The molar heat capacity (C$$_p$$) of CD$$_2$$O is 10 cals at 1000 K. The change of entropy associated with cooling of 32 g of CD$$_2$$O vapour from 1000 K to 100 K at constant pressure will be: (D = deuterium, atomic mass = 2u)

The molar heat capacity at constant pressure, $$ C_p $$, for CD$$_2$$O is given as 10 cal/(mol·K) at 1000 K. We need to find the change in entropy ($$\Delta S$$) when cooling 32 g of CD$$_2$$O vapor from 1000 K to 100 K at constant pressure.

The entropy change at constant pressure is given by the integral $$\Delta S = \int \frac{dQ_{\text{rev}}}{T}$$. For a reversible process at constant pressure, $$dQ_{\text{rev}} = n C_p dT$$, where $$n$$ is the number of moles and $$C_p$$ is the molar heat capacity. Thus, $$\Delta S = \int_{T_1}^{T_2} \frac{n C_p}{T} dT$$.

Since $$C_p$$ is provided as 10 cal/(mol·K) at 1000 K and no temperature dependence is specified, we assume $$C_p$$ is constant over the temperature range from 100 K to 1000 K. Therefore, the equation simplifies to $$\Delta S = n C_p \int_{T_1}^{T_2} \frac{dT}{T} = n C_p \ln\left(\frac{T_2}{T_1}\right)$$.

Here, the initial temperature $$T_1 = 1000$$ K and the final temperature $$T_2 = 100$$ K, so $$\frac{T_2}{T_1} = \frac{100}{1000} = 0.1$$. The natural logarithm of 0.1 is $$\ln(0.1) = \ln\left(\frac{1}{10}\right) = -\ln(10)$$. Using $$\ln(10) \approx 2.302585$$, we get $$\ln(0.1) \approx -2.302585$$.

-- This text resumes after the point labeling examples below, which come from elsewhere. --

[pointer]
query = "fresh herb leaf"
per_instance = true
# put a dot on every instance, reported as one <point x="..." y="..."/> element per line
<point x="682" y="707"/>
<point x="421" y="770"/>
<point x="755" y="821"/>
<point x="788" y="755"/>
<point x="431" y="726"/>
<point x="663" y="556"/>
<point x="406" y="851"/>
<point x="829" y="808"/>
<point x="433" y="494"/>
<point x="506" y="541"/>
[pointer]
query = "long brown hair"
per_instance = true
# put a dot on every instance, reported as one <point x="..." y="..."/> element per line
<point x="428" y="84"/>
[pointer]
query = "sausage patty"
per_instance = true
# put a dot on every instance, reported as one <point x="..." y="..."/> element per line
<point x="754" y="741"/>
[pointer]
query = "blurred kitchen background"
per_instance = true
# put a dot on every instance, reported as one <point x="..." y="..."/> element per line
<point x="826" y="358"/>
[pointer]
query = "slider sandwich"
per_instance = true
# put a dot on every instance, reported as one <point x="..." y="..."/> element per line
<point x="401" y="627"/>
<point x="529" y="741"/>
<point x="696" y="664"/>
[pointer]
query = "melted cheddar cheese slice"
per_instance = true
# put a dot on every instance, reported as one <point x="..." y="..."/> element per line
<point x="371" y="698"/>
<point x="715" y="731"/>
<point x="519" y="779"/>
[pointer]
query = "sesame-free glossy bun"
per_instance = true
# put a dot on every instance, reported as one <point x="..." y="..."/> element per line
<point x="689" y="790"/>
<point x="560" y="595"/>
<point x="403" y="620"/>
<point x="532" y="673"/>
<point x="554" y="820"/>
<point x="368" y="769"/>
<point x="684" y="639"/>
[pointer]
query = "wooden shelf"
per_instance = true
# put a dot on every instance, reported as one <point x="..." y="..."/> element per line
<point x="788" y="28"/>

Now, we need the number of moles $$n$$. The molar mass of CD$$_2$$O is calculated as follows: carbon (C) has atomic mass 12 u, deuterium (D) has atomic mass 2 u (given), and oxygen (O) has atomic mass 16 u. So, molar mass = 12 + 2 \times 2 + 16 = 12 + 4 + 16 = 32 g/mol.

The mass given is 32 g, so $$n = \frac{\text{mass}}{\text{molar mass}} = \frac{32}{32} = 1$$ mole.

Substituting the values: $$n = 1$$ mol, $$C_p = 10$$ cal/(mol·K), and $$\ln\left(\frac{T_2}{T_1}\right) = -2.302585$$, we get:

$$\Delta S = 1 \times 10 \times (-2.302585) = 10 \times (-2.302585) = -23.02585$$ cal/K.

Rounding to two decimal places, $$\Delta S \approx -23.03$$ cal K$$^{-1}$$ (or cal deg$$^{-1}$$).

The negative sign indicates a decrease in entropy due to cooling. Comparing with the options:

• A. 23.03 cal deg$$^{-1}$$
• B. $$-23.03$$ cal deg$$^{-1}$$
• C. 2.303 cal deg$$^{-1}$$
• D. $$-2.303$$ cal deg$$^{-1}$$

Option B matches the calculated $$\Delta S$$. Hence, the correct answer is Option B.